L’offerta di Google compensa il catalogo relativamente limitato con due elementi chiave: universalità d’accesso e distribuzione capillare. Con facilità d’accesso mi riferisco al formato: Google venderà file che saranno visualizzabili su ogni dispositivo esistente. Lo compro su PC, ne leggo un po’ su iPad, e finisco sul netbookm questa è l’idea. Interessante, ma non tanto da gridare al miracolo.

La distribuzione capillare, invece, ha le potenzialità per portare Google davanti a Kindle ed Apple. Google ha pensato di creare un sistema integrabile in altre pagine web. Come con i video di YouTube, o con i giochi flash, chiunque potrà mettere sul proprio sito uno spazio di vendita. Non sarebbe una cosa fenomenale, certo, se non per il fatto che Google è disposta a dare al venditore, il sito o il blog, parte degli introiti. A quanto pare, la maggior parte.

Facciamo un esempio: stai leggendo uno dei post sullo Steampunk che ho scritto e pubblicato su questo blog. Nella colonna di destra appare uno spazio dove puoi acquistare “20.000 leghe sotto i mari” in formato elettronico, con pochi click. Lo acquisti per 2 euro, e io ci guadagno 50 centesimi. Si capisce facilmente che più o meno chiunque sarebbe interessato ad aggiungere lo strumento al proprio sito.

Ecco perché vale la pena di parlarne. Come ha già fatto con la pubblicità e con i servizi online, Google è pronta ad entrare a gamba tesa in un settore esistente. Al momento Amazon domina, tallonata da Apple, che ha appena aperto iBooks. Queste due aziende hanno accordi solidi con gli editori, e quindi offrono un catalogo più ampio. Google, come da sua tradizione, partirà con un’offerta più contenuta, ma commercialmente aggressiva. Non si può prevedere come reagiranno i concorrenti, ma io sento già puzza di tribunale.

Ed è proprio in tribunale che potrebbe farsi sentire di più l’influenza di Google Edkitions. Se il sistema funziona, infatti, gli editori spalleggeranno Google senza pensarci due volte, perché vedranno chiaramente la possibilità di fare più soldi. E alla banda di accusatori mancherà il pezzo forte. L’accordo tra Google e gli editori statunitensi potrà quindi essere ratificato, e quelli del resto del mondo si accoderanno.

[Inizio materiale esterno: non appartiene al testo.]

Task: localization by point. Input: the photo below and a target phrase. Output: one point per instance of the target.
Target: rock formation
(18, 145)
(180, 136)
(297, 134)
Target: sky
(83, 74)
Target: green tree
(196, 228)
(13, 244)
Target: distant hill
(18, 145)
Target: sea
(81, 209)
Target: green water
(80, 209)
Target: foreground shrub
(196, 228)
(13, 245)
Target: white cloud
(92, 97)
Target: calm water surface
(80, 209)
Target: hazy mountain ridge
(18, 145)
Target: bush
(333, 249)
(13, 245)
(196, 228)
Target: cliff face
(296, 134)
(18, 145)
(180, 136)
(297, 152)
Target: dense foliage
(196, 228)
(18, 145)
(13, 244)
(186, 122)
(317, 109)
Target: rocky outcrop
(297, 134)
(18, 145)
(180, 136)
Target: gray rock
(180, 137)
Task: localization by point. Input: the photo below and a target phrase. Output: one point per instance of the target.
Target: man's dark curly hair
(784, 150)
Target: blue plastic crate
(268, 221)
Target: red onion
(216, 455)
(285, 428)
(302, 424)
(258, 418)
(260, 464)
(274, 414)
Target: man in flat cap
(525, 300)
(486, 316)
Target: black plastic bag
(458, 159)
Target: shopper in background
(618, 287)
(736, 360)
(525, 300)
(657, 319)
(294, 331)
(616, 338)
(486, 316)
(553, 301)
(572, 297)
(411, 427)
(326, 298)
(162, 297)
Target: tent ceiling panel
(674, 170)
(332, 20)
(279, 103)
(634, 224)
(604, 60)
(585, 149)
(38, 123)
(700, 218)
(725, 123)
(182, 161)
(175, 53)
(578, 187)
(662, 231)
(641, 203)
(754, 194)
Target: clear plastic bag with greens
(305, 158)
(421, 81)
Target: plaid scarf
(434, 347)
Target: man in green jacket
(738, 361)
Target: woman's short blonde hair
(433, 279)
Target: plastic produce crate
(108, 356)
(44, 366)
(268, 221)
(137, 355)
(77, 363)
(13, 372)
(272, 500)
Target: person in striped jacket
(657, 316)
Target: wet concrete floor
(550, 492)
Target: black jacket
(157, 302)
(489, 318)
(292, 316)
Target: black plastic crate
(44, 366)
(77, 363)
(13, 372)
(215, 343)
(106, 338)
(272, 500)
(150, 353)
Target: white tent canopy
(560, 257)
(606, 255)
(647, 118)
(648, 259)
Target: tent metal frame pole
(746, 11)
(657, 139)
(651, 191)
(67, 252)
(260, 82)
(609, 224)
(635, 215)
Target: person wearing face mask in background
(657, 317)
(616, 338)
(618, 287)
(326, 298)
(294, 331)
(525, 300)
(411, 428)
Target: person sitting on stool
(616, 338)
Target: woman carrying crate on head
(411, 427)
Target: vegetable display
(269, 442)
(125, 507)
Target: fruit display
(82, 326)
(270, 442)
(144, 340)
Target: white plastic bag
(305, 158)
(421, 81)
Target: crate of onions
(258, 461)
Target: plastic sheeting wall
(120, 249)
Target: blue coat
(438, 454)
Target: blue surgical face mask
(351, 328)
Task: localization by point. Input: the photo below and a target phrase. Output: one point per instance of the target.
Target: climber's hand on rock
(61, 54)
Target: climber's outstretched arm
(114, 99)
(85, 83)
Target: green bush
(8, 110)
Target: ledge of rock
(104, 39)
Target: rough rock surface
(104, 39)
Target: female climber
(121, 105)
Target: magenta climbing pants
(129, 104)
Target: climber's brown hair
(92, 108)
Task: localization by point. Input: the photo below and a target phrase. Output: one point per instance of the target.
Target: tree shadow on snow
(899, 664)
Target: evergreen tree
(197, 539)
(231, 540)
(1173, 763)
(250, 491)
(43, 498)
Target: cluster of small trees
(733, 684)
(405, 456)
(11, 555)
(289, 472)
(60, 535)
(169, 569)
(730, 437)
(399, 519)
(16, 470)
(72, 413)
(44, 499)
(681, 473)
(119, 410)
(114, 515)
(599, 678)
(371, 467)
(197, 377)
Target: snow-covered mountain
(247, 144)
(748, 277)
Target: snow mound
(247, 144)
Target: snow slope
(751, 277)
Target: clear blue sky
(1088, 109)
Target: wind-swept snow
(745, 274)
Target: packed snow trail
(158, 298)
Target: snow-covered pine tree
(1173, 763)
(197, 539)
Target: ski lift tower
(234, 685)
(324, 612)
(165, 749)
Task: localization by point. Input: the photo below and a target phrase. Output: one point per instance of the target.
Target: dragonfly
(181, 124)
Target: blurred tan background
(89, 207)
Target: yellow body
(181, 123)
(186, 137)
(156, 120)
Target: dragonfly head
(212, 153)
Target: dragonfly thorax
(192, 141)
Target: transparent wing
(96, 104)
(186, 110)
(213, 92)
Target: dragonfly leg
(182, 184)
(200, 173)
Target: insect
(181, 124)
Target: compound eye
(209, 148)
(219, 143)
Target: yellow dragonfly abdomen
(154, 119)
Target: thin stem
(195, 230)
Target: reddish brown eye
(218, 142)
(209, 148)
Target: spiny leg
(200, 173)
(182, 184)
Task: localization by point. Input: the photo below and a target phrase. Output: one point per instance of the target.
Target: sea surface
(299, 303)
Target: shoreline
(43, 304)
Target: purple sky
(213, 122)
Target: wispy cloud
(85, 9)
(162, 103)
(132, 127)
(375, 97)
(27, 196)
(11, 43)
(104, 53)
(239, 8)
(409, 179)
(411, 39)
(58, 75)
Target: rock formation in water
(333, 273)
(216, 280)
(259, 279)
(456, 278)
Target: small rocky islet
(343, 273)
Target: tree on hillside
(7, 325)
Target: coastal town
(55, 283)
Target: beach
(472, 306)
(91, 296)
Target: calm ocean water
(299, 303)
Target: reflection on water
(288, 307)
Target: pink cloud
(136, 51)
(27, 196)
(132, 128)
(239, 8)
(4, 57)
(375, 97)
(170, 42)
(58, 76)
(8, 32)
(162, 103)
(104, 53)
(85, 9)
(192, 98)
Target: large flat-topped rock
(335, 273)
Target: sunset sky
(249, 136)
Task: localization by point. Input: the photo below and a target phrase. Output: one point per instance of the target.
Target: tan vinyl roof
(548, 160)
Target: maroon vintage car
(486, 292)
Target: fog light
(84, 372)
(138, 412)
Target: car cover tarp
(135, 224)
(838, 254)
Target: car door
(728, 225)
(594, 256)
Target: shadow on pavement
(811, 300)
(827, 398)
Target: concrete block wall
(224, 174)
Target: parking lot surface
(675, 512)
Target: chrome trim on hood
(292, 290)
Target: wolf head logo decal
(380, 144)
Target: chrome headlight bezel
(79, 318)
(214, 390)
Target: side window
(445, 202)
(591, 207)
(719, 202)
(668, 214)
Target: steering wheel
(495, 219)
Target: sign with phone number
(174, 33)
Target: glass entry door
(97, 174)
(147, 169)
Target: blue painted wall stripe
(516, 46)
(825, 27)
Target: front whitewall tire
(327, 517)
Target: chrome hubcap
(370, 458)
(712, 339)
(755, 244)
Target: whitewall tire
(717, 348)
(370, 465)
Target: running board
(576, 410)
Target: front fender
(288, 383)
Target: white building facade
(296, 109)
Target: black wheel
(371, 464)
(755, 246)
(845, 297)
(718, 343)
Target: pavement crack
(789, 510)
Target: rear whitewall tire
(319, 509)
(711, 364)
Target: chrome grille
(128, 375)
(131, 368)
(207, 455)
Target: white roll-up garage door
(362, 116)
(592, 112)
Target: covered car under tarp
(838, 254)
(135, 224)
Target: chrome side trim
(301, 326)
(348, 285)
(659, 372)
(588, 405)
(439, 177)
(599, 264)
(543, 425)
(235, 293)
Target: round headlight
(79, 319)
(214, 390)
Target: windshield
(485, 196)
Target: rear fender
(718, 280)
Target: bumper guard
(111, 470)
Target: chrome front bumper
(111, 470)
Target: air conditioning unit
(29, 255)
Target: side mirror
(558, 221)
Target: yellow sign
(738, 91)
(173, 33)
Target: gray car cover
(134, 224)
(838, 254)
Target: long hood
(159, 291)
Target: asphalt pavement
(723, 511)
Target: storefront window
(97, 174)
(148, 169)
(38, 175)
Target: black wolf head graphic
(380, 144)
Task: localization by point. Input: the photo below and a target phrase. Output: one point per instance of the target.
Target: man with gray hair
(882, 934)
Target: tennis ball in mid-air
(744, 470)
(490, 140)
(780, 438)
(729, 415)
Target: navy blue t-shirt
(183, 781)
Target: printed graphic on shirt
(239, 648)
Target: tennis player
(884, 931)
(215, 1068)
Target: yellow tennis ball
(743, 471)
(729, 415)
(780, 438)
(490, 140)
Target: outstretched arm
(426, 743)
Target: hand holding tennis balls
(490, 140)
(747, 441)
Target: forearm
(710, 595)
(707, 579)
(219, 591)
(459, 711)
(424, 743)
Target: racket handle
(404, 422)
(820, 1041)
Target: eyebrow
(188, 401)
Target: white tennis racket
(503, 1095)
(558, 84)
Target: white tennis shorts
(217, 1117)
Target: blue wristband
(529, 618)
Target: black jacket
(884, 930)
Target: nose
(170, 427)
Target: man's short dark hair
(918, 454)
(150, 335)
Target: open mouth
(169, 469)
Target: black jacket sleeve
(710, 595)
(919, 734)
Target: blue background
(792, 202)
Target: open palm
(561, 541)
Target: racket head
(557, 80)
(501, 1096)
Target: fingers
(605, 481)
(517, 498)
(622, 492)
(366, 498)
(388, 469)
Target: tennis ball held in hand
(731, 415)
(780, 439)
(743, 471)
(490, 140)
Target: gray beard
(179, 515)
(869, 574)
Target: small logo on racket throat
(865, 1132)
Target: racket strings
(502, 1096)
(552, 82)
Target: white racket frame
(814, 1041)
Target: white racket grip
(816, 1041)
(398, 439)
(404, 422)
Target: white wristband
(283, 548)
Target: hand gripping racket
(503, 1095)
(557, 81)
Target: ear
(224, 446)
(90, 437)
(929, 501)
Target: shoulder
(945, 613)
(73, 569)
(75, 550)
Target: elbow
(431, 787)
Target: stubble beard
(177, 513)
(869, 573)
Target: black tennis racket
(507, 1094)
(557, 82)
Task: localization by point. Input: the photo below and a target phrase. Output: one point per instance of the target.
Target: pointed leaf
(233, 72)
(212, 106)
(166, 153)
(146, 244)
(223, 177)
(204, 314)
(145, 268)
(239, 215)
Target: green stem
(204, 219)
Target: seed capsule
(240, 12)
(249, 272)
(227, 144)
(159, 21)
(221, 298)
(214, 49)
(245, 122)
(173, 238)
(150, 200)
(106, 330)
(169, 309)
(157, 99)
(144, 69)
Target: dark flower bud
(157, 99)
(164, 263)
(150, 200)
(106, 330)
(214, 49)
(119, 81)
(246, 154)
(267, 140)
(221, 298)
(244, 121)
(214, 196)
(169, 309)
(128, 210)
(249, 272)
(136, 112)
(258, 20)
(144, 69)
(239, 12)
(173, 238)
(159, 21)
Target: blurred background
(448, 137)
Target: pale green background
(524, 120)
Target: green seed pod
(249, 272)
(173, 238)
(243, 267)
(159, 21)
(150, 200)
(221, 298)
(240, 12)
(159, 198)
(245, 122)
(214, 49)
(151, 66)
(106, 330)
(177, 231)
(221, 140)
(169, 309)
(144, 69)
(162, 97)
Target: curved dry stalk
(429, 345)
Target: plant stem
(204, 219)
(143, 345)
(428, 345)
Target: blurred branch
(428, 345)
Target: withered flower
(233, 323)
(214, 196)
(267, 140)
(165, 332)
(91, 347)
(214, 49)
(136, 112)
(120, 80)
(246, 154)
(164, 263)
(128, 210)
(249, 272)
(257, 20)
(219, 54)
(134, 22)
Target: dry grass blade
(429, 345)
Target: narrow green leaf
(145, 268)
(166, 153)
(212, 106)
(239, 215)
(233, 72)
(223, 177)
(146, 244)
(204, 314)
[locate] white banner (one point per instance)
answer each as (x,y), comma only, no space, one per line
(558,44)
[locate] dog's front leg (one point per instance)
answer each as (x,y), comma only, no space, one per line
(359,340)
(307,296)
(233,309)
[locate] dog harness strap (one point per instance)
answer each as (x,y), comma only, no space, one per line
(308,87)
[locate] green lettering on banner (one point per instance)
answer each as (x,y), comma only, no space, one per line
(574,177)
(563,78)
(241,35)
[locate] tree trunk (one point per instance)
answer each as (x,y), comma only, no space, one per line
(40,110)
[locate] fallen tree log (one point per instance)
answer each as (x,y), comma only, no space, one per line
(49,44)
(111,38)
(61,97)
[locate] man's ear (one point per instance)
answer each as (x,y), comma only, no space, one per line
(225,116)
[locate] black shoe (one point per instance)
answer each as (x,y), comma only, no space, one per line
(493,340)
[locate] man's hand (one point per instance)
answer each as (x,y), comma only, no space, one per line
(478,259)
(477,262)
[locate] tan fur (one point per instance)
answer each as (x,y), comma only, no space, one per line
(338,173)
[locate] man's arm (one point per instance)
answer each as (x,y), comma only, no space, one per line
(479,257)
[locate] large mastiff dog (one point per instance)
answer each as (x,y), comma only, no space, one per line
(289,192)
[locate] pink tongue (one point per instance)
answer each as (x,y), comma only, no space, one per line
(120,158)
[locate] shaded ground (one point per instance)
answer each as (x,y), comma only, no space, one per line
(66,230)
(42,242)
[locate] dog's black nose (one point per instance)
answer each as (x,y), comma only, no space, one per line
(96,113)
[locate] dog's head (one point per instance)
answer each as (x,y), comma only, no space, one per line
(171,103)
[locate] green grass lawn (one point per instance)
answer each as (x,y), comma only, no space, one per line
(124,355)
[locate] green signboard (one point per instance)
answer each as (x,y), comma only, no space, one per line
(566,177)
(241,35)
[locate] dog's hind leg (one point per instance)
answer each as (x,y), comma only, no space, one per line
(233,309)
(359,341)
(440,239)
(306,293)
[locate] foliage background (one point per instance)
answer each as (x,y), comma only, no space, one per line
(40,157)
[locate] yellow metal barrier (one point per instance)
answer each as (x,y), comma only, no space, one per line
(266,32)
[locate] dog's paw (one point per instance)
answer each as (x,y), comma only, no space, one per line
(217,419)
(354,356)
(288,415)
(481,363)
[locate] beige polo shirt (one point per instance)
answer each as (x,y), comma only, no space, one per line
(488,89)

Il problema, però, è che così Google potrebbe davvero creare un nuovo monopolio di fatto. Una situazione affascinante e pericolosa: da una pare il lettore ha accesso facile ed economico a libri altrimenti introvabili, dall’altra, come ho già spiegato in passato, consegniamo nelle mani di un’azienda un potere che non dovrebbe avere.

Un bel dilemma. Scusate se non mi alzo, ma devo ancora capire se è vero che si stava meglio quando si stava peggio.

Nota personale: scoprire come ha fatto Orwell a prevedere il futuro.